July 3, 2012

Andy Griffith's Finest Hour

Via Flickr
With the recent passing of Andy Griffith, there's going to be a lot of talk about Mayberry...maybe, maybe too much talk.

This post isn't going to cover Griffith's television work at all....instead, it's a film that I recently saw, and quite honestly, I think it's probably the best way to celebrate his career.

A Face In the Crowd, directed by Elia Kazan, would have very little problem fitting into our contemporary culture, focusing on a small time drifter's media-driven rise to fame and power.  It's a story that we're seeing play out on a regular basis 50 years after the film was made, but the film still feels fresh and insightful. (Thank Budd Schulberg's screenplay, which may have integrated various real-life influences, but never comes across as derivative or accusatory)

But the real secret of the movie is Griffith's performance - in many films of this nature, the temptation would have been to make the character somehow "likeable". In similar performances, there is often a slight "tell" in attitude where the actor says I'm not really this bad of a person - I'm just playing a bad guy.

Andy Griffith never does this - all throughout the film, he gives off such a Machiavellian sense of purpose, and an extremely malevolent attitude, that it's hard to reconcile this with the small-town sheriff he would portray ten years' later. It's the kind of performance most modern actors might avoid, or worse, play up the more "crazy" aspects.
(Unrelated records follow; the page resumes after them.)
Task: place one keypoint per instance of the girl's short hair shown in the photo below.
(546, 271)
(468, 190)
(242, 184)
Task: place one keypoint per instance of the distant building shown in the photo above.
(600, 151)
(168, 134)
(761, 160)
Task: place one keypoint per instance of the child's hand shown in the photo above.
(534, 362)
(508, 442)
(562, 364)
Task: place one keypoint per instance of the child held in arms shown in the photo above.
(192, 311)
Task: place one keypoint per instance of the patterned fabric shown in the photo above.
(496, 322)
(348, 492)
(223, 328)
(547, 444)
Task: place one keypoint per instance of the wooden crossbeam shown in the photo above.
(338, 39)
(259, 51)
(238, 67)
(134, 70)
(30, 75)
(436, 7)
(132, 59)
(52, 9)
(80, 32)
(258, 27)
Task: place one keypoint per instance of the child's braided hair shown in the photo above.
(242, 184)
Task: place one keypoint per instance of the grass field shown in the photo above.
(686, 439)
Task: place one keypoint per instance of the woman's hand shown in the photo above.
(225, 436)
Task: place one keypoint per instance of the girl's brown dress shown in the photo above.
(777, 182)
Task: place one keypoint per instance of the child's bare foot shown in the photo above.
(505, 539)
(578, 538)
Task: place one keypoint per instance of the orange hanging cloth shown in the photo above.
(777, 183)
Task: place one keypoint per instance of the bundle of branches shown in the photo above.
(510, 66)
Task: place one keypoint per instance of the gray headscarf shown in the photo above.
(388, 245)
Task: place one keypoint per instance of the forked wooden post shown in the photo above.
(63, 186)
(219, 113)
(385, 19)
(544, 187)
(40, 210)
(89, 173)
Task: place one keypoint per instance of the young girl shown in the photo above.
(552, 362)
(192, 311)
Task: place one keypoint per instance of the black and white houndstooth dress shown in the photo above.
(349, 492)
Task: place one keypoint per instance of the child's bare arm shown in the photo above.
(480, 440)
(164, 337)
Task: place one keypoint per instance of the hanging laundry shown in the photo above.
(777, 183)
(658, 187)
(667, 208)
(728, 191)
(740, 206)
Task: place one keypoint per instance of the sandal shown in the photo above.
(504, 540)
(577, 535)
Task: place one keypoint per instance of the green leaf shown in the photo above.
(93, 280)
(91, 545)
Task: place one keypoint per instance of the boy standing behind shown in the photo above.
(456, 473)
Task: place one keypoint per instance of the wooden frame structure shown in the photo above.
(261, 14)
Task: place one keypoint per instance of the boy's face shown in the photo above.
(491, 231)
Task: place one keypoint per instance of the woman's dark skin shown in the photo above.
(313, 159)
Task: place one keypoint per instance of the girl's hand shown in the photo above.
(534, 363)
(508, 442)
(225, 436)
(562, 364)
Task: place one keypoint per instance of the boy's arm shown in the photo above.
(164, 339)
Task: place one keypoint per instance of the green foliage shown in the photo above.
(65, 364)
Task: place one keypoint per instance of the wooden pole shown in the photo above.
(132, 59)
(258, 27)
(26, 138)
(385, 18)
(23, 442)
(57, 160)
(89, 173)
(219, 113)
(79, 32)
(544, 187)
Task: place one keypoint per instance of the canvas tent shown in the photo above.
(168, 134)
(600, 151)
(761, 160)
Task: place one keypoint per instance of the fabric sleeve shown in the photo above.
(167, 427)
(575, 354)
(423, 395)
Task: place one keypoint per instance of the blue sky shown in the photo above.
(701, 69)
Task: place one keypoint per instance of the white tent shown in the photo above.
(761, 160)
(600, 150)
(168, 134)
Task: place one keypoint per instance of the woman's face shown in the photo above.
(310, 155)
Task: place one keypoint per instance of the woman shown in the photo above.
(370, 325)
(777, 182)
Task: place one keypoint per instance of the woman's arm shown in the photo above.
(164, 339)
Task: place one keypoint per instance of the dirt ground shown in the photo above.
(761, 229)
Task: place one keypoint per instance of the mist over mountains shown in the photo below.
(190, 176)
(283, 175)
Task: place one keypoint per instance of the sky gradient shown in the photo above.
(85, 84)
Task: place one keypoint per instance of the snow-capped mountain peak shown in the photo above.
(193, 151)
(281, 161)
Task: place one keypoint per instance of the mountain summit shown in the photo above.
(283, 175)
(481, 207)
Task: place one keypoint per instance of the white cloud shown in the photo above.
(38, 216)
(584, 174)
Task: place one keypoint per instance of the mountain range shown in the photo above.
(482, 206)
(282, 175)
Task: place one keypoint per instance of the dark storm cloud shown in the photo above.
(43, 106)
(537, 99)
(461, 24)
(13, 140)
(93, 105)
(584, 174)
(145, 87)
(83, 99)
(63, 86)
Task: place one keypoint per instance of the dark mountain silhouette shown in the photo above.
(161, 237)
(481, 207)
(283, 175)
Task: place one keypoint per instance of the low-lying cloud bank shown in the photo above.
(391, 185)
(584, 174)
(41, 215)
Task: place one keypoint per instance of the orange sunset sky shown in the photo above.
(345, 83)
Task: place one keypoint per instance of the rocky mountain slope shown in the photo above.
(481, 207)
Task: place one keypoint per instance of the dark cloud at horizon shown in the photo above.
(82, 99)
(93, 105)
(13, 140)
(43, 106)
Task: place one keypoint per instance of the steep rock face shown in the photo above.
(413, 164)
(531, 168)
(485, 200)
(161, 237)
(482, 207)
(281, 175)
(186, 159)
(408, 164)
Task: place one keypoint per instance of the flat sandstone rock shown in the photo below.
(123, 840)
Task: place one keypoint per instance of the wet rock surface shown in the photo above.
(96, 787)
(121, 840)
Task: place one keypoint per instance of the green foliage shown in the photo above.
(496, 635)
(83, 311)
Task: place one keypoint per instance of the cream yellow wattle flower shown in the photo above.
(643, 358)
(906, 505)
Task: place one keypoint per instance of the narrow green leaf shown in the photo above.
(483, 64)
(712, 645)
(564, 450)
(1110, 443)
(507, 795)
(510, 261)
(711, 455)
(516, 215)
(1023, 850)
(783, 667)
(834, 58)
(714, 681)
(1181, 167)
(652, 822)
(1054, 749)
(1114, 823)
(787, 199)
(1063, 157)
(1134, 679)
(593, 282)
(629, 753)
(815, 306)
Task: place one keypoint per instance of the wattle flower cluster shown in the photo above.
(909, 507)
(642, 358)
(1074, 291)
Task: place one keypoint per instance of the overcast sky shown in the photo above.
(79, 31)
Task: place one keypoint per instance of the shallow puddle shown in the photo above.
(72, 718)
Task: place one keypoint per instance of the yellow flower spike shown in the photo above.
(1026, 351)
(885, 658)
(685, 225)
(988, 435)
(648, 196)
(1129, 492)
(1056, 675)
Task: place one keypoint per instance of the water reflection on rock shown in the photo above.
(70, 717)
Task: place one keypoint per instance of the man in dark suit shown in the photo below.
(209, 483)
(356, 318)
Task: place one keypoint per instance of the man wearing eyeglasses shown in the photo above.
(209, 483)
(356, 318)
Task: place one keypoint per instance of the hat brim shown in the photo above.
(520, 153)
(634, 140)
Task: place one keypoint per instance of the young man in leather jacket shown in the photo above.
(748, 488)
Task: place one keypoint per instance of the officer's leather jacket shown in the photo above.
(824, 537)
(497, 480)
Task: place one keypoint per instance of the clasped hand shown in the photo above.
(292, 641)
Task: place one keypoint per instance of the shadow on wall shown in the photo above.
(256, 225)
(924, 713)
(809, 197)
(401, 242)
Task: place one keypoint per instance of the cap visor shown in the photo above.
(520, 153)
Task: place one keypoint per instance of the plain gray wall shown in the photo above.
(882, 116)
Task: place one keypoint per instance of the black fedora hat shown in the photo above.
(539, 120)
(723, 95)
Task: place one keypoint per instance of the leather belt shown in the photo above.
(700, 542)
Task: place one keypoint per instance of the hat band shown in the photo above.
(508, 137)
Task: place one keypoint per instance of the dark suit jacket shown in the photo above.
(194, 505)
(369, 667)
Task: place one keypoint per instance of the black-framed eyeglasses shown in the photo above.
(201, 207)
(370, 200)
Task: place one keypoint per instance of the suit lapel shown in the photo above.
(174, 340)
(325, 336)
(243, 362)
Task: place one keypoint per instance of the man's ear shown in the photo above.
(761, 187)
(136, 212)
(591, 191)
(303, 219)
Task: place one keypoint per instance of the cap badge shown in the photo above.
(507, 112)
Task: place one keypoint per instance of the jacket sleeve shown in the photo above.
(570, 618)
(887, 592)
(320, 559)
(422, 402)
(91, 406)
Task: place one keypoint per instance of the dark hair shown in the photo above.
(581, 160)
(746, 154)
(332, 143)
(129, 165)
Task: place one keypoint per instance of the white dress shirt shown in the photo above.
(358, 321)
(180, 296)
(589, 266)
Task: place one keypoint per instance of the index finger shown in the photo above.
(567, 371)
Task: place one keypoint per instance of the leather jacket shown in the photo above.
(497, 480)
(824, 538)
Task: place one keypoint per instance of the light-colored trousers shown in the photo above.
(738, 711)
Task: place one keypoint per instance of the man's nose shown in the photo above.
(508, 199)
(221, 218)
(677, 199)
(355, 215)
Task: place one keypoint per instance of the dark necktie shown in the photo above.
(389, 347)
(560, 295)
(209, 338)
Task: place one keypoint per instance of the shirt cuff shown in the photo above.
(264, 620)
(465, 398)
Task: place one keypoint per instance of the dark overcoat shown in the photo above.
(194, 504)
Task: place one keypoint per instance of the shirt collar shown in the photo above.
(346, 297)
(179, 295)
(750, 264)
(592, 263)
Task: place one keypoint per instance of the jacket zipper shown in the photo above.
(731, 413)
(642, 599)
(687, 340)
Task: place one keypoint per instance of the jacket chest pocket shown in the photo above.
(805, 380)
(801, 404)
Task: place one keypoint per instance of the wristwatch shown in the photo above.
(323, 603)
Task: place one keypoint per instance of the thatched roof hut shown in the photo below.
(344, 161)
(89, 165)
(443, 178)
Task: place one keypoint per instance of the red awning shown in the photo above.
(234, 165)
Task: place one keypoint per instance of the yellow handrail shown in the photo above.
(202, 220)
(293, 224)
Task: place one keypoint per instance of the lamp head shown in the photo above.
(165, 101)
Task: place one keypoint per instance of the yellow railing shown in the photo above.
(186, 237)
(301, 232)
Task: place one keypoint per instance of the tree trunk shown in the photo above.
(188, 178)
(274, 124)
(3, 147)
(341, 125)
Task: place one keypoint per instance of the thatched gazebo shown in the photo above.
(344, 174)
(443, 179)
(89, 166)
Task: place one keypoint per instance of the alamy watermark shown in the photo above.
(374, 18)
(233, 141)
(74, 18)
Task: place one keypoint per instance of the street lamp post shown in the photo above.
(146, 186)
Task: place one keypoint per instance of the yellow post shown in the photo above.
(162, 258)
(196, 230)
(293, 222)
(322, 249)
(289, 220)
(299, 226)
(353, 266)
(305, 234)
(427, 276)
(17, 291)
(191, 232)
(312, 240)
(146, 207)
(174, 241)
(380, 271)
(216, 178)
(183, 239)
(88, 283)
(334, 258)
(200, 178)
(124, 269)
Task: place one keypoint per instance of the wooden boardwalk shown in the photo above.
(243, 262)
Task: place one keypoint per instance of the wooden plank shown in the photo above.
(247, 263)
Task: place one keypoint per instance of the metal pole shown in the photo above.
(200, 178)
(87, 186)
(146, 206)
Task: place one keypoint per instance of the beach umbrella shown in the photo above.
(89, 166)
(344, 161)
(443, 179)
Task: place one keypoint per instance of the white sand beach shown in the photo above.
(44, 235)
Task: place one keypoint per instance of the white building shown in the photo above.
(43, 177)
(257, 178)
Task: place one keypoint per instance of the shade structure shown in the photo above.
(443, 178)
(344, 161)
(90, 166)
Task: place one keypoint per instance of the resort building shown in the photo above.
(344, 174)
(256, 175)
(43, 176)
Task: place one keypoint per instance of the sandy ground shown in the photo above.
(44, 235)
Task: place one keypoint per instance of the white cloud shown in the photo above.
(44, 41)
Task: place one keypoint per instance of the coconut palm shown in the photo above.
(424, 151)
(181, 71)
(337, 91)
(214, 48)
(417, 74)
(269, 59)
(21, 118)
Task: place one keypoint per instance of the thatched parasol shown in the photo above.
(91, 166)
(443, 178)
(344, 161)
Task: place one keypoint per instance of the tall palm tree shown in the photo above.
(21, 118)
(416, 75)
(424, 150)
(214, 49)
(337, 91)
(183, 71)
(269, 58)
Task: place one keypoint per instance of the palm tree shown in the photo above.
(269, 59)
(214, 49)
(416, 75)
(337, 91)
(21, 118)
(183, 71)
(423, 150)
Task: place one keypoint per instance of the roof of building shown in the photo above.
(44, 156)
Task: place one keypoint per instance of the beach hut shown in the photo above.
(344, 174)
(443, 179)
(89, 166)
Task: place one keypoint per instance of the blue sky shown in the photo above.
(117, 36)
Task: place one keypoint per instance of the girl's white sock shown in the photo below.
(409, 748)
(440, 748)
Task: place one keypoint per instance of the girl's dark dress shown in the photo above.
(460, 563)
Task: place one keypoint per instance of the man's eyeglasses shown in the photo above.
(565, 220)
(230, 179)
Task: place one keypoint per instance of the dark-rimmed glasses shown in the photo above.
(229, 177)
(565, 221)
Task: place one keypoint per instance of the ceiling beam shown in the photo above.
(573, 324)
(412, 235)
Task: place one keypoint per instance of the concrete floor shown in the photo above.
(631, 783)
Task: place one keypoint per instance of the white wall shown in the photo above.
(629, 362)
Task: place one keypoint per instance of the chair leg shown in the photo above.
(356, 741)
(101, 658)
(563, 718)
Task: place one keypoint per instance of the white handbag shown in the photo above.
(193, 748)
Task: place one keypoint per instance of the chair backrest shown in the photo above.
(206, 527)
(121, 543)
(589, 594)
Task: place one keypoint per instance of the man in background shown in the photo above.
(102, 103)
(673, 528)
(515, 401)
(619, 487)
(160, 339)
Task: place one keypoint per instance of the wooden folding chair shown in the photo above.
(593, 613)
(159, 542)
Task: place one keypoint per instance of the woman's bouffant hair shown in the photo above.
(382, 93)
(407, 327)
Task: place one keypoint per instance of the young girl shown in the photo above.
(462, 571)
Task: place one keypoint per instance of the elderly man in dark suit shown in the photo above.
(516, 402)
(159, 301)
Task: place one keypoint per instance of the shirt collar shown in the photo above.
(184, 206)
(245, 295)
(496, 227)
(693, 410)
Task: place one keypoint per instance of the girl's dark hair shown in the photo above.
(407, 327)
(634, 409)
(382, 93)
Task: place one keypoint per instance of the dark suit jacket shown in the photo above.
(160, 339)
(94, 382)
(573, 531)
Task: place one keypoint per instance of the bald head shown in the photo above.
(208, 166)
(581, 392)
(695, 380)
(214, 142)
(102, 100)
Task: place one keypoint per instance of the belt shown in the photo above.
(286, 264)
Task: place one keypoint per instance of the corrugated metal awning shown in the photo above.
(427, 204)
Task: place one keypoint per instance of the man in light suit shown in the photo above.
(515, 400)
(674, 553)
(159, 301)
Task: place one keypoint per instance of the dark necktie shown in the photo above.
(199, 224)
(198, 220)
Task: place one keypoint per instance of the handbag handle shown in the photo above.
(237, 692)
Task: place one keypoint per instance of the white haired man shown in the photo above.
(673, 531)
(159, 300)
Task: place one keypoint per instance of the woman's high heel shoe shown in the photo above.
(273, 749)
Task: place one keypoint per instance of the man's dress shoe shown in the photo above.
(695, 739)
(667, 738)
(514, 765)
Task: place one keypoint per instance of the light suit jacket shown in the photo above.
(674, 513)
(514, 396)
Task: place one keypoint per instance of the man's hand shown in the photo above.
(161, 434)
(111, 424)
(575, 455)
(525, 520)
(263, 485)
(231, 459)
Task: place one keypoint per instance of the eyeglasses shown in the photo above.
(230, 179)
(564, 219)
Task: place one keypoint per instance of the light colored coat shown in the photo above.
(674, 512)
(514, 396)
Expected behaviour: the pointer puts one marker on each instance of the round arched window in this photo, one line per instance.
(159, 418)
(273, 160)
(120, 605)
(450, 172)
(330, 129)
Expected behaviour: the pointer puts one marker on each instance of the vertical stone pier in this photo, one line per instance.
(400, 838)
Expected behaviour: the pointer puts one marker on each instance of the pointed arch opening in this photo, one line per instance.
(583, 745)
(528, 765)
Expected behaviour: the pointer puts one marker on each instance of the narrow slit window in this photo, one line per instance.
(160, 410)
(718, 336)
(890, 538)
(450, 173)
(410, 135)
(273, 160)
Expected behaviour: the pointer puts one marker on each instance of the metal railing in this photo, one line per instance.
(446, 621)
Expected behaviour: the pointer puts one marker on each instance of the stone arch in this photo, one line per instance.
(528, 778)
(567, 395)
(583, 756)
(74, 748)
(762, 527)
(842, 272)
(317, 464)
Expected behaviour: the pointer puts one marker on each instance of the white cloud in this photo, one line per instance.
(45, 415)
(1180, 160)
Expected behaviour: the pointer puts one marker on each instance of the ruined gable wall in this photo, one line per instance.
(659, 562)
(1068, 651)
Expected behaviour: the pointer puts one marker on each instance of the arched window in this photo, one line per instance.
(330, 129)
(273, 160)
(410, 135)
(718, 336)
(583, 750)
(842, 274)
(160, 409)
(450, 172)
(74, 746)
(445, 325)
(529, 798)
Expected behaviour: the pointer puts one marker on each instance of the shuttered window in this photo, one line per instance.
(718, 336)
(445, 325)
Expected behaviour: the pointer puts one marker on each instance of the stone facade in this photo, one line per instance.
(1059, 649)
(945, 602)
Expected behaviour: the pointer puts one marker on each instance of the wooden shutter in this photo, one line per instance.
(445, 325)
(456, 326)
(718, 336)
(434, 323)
Griffith's performance heads along a razor-sharp line between his character's public "down-home" persona and a more ambitious, scheming, arrogant private persona.

Throughout this week, many television stations may rerun marathons of Matlock and The Andy Griffith Show. We'll even discuss how that personal helped a nation through a turbulent time in its history.

But for my money, I'd rather honor his life with A Face In the Crowd. It's one of the best movies I've seen in a long time....and I think this is the best way to celebrate his career.

It's his finest hour. Do yourself a favor. See it. Now.